A surpresa torna-se menor ao examinar as condições que tornaram este grande feito possível. Já no século XIX, o desporto esloveno era ativamente promovido a nível local, para invocar o sentimento nacional contra o domínio austro-húngaro. No meio das tensões políticas, a mentalidade eslovena, ambiciosa e trabalhadora por natureza, encontrou no desporto o seu aliado perfeito. No século XX, a nação eslovena passou a integrar a Jugoslávia e os atletas provenientes da pequena república tornaram-se destaques nas fileiras desportivas do “país dos eslavos”. A Eslovénia é indissociável dessa maior potência, que se desmembrou depois de uma violenta guerra na década de 1990, tendo herdado as suas infraestruturas e a sua prestigiada escola de atletas. Deixada praticamente intocada por essa guerra, subsistiram as condições suficientes para continuar o legado.

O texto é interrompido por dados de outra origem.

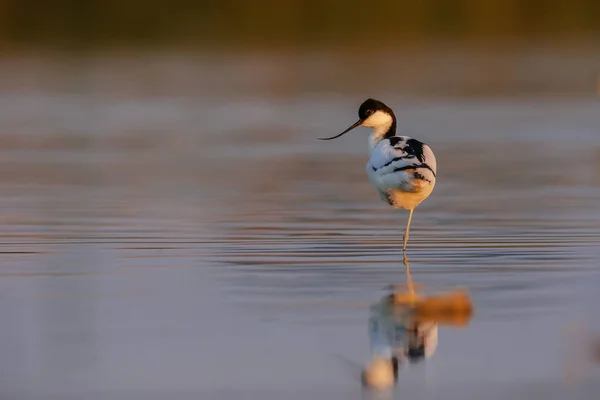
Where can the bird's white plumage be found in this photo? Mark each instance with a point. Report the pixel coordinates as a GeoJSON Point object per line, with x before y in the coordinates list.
{"type": "Point", "coordinates": [403, 170]}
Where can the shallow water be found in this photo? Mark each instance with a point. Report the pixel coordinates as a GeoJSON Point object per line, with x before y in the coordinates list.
{"type": "Point", "coordinates": [181, 248]}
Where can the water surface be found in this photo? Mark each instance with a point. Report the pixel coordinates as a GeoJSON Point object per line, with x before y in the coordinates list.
{"type": "Point", "coordinates": [177, 247]}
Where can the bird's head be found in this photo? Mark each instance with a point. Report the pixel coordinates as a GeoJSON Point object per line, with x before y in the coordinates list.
{"type": "Point", "coordinates": [373, 114]}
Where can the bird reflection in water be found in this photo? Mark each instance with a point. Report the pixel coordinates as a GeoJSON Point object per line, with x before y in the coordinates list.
{"type": "Point", "coordinates": [403, 329]}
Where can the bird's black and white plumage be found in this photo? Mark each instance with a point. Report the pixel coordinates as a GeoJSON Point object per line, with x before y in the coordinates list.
{"type": "Point", "coordinates": [402, 169]}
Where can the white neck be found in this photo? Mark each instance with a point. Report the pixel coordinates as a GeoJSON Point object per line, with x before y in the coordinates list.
{"type": "Point", "coordinates": [380, 122]}
{"type": "Point", "coordinates": [376, 136]}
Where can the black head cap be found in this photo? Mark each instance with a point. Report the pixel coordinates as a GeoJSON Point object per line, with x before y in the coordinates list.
{"type": "Point", "coordinates": [369, 106]}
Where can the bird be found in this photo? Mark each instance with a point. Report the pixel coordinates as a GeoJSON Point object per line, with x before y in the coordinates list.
{"type": "Point", "coordinates": [401, 168]}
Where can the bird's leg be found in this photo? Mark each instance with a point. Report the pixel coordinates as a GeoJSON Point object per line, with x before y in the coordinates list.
{"type": "Point", "coordinates": [409, 281]}
{"type": "Point", "coordinates": [407, 230]}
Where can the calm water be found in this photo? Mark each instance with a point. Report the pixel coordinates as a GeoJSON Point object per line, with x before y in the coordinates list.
{"type": "Point", "coordinates": [173, 247]}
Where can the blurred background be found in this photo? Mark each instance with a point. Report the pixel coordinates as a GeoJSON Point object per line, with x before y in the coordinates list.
{"type": "Point", "coordinates": [170, 227]}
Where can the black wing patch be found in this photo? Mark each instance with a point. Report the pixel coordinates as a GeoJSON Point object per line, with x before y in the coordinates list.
{"type": "Point", "coordinates": [414, 147]}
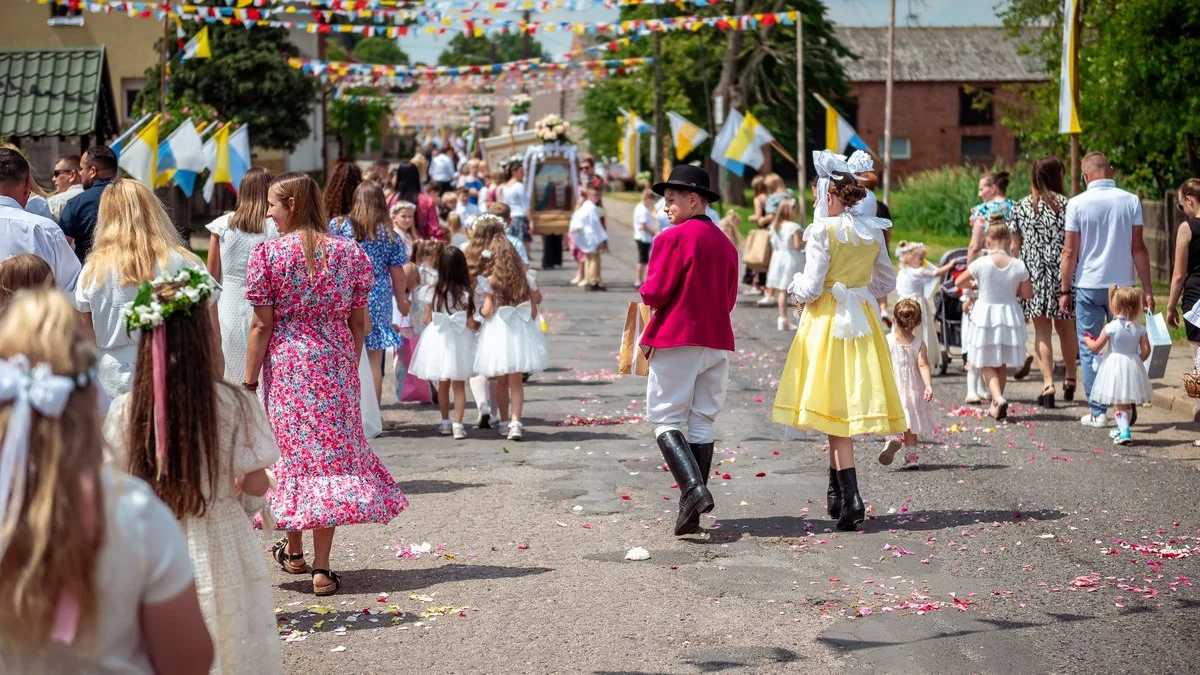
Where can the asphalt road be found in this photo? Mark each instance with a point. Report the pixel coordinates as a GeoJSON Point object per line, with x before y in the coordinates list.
{"type": "Point", "coordinates": [1033, 545]}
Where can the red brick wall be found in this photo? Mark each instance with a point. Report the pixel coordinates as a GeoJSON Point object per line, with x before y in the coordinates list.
{"type": "Point", "coordinates": [928, 114]}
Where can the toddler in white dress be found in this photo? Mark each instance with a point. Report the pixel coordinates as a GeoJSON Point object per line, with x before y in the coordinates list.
{"type": "Point", "coordinates": [997, 333]}
{"type": "Point", "coordinates": [915, 380]}
{"type": "Point", "coordinates": [1122, 380]}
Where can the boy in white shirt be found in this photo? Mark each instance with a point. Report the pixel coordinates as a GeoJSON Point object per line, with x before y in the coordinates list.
{"type": "Point", "coordinates": [645, 228]}
{"type": "Point", "coordinates": [589, 236]}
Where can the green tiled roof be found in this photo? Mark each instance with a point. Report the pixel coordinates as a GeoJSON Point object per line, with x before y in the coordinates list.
{"type": "Point", "coordinates": [57, 93]}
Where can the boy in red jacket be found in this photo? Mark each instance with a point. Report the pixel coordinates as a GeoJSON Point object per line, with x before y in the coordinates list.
{"type": "Point", "coordinates": [693, 286]}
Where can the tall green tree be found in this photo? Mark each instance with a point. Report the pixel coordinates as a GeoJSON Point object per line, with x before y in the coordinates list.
{"type": "Point", "coordinates": [754, 70]}
{"type": "Point", "coordinates": [357, 121]}
{"type": "Point", "coordinates": [247, 81]}
{"type": "Point", "coordinates": [1139, 73]}
{"type": "Point", "coordinates": [463, 51]}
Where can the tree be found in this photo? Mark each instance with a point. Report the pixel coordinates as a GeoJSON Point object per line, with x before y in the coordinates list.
{"type": "Point", "coordinates": [463, 51]}
{"type": "Point", "coordinates": [357, 121]}
{"type": "Point", "coordinates": [247, 81]}
{"type": "Point", "coordinates": [1139, 73]}
{"type": "Point", "coordinates": [749, 69]}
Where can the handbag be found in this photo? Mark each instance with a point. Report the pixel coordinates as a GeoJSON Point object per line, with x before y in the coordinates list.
{"type": "Point", "coordinates": [757, 250]}
{"type": "Point", "coordinates": [631, 358]}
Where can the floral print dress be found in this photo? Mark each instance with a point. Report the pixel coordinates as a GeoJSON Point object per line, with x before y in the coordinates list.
{"type": "Point", "coordinates": [327, 473]}
{"type": "Point", "coordinates": [385, 252]}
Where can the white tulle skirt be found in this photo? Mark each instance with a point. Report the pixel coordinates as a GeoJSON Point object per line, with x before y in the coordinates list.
{"type": "Point", "coordinates": [996, 335]}
{"type": "Point", "coordinates": [447, 350]}
{"type": "Point", "coordinates": [510, 341]}
{"type": "Point", "coordinates": [1122, 380]}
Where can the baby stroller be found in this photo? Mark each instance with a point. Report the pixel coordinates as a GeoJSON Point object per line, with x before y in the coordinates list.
{"type": "Point", "coordinates": [949, 309]}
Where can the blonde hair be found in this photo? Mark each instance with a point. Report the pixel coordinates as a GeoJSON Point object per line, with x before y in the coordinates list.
{"type": "Point", "coordinates": [906, 314]}
{"type": "Point", "coordinates": [24, 270]}
{"type": "Point", "coordinates": [1126, 300]}
{"type": "Point", "coordinates": [59, 526]}
{"type": "Point", "coordinates": [135, 237]}
{"type": "Point", "coordinates": [306, 213]}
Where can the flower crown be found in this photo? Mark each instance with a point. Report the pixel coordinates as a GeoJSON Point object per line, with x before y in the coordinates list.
{"type": "Point", "coordinates": [150, 309]}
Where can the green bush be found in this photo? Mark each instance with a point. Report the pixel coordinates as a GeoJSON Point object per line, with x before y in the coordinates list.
{"type": "Point", "coordinates": [939, 202]}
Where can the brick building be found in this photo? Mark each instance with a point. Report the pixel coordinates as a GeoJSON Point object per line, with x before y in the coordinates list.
{"type": "Point", "coordinates": [953, 88]}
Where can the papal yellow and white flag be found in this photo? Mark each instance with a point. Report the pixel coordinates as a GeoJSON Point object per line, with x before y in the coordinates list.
{"type": "Point", "coordinates": [685, 136]}
{"type": "Point", "coordinates": [1068, 78]}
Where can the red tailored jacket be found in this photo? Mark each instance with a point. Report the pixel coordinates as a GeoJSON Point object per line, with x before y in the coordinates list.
{"type": "Point", "coordinates": [693, 285]}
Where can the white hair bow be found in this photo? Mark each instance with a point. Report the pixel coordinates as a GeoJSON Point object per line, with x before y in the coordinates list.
{"type": "Point", "coordinates": [28, 389]}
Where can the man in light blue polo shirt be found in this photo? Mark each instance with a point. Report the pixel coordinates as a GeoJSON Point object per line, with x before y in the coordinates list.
{"type": "Point", "coordinates": [1103, 248]}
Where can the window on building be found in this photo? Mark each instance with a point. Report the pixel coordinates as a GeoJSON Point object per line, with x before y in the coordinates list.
{"type": "Point", "coordinates": [130, 89]}
{"type": "Point", "coordinates": [64, 15]}
{"type": "Point", "coordinates": [901, 148]}
{"type": "Point", "coordinates": [976, 106]}
{"type": "Point", "coordinates": [976, 148]}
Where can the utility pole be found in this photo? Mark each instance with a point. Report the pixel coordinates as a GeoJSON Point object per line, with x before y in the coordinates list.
{"type": "Point", "coordinates": [660, 142]}
{"type": "Point", "coordinates": [801, 153]}
{"type": "Point", "coordinates": [887, 102]}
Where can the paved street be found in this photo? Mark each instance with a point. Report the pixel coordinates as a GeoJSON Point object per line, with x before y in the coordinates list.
{"type": "Point", "coordinates": [1033, 545]}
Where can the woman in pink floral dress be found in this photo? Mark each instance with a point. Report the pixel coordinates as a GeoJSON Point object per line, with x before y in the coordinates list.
{"type": "Point", "coordinates": [310, 296]}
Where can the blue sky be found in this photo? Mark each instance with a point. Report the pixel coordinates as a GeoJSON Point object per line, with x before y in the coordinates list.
{"type": "Point", "coordinates": [425, 48]}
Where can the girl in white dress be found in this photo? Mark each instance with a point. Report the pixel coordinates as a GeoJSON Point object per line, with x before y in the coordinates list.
{"type": "Point", "coordinates": [447, 351]}
{"type": "Point", "coordinates": [918, 279]}
{"type": "Point", "coordinates": [1122, 380]}
{"type": "Point", "coordinates": [136, 242]}
{"type": "Point", "coordinates": [915, 380]}
{"type": "Point", "coordinates": [201, 443]}
{"type": "Point", "coordinates": [234, 236]}
{"type": "Point", "coordinates": [786, 257]}
{"type": "Point", "coordinates": [997, 333]}
{"type": "Point", "coordinates": [510, 341]}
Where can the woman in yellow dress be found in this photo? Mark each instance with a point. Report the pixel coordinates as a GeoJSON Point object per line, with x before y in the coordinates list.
{"type": "Point", "coordinates": [838, 378]}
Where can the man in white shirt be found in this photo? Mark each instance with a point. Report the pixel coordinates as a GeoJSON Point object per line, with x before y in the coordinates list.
{"type": "Point", "coordinates": [67, 183]}
{"type": "Point", "coordinates": [442, 171]}
{"type": "Point", "coordinates": [1104, 246]}
{"type": "Point", "coordinates": [22, 232]}
{"type": "Point", "coordinates": [591, 237]}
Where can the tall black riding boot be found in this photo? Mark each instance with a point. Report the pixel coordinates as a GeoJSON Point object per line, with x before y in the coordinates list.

Atualmente, as infraestruturas são subsidiadas pelas comunidades locais, o que as torna financeiramente acessíveis a todos. Além da prática desportiva continuar a ser altamente valorizada pelos eslovenos, a geografia do país e a ligação com a natureza continuam a incentivá-la. Com alguns dos cenários mais idílicos do mundo em plano de fundo, a Eslovénia promete continuar a ascender na hierarquia do desporto mundial.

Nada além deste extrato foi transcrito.